Final answer:
The moles of CH3COOH in vinegar can be determined by subtracting the moles of NaOH used in a titration from the original moles of CH3COOH, using the 1:1 stoichiometric ratio of their reaction. For example, if 5.00 mmol of NaOH has been used and is now in excess, the vinegar sample originally contained 5.00 mmol CH3COOH.
Step-by-step explanation:
To determine the moles of CH3COOH (acetic acid) in a vinegar sample from the moles of NaOH, we need to use the stoichiometry of the reaction between NaOH and CH3COOH.
Given that the reaction between NaOH and CH3COOH is 1:1, this means that for every 1 mole of NaOH used in the reaction, 1 mole of CH3COOH has reacted.

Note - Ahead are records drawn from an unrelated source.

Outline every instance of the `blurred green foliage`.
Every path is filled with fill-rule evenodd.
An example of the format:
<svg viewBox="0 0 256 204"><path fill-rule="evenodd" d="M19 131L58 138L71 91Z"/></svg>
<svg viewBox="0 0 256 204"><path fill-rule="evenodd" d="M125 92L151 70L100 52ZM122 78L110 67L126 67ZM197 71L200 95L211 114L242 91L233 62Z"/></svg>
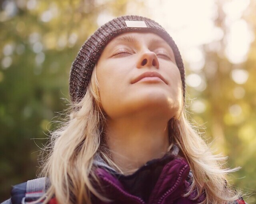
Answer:
<svg viewBox="0 0 256 204"><path fill-rule="evenodd" d="M99 15L106 10L113 16L127 14L127 3L126 0L0 1L0 201L10 197L12 185L35 178L39 148L35 143L42 146L46 141L39 139L46 137L47 128L54 128L48 123L57 112L67 108L62 98L69 99L72 62L84 41L98 27ZM138 1L134 3L142 5ZM255 4L252 6L256 8ZM220 27L225 20L221 7L215 22ZM256 17L253 12L245 17L254 28ZM220 42L222 50L224 44ZM253 194L256 41L251 45L247 60L239 67L210 46L202 48L206 63L201 74L206 78L206 88L198 92L187 86L190 98L203 101L206 107L204 111L191 114L191 118L206 128L206 137L214 141L213 147L229 156L227 166L242 167L232 174L232 183ZM241 68L249 76L246 83L238 85L231 79L231 72ZM191 73L187 66L186 69L187 75ZM214 72L209 72L213 69ZM254 195L246 199L249 203L256 202Z"/></svg>

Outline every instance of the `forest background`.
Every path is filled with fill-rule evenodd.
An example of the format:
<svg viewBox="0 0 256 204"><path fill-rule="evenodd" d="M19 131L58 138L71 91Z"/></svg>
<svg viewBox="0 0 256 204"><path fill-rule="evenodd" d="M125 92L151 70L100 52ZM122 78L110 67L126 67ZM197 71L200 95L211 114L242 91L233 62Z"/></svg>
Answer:
<svg viewBox="0 0 256 204"><path fill-rule="evenodd" d="M256 203L256 2L0 0L0 201L36 177L49 130L69 100L72 62L87 38L123 15L154 20L180 48L190 120Z"/></svg>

If, for example, you have 5.00 mmol (millimoles) of NaOH titrated with vinegar, and after titration, you've determined there is an excess of CH3COOH, you can calculate the original moles of CH3COOH in the vinegar sample by subtracting the moles of NaOH from the excess moles of CH3COOH, as shown below:
5.00 mmol CH3COOH - 1.00 mmol NaOH = 4.00 mmol CH3COOH
This calculation shows that the original vinegar sample contained 5.00 mmol of CH3COOH, assuming that all of the NaOH has reacted with the CH3COOH present in the sample.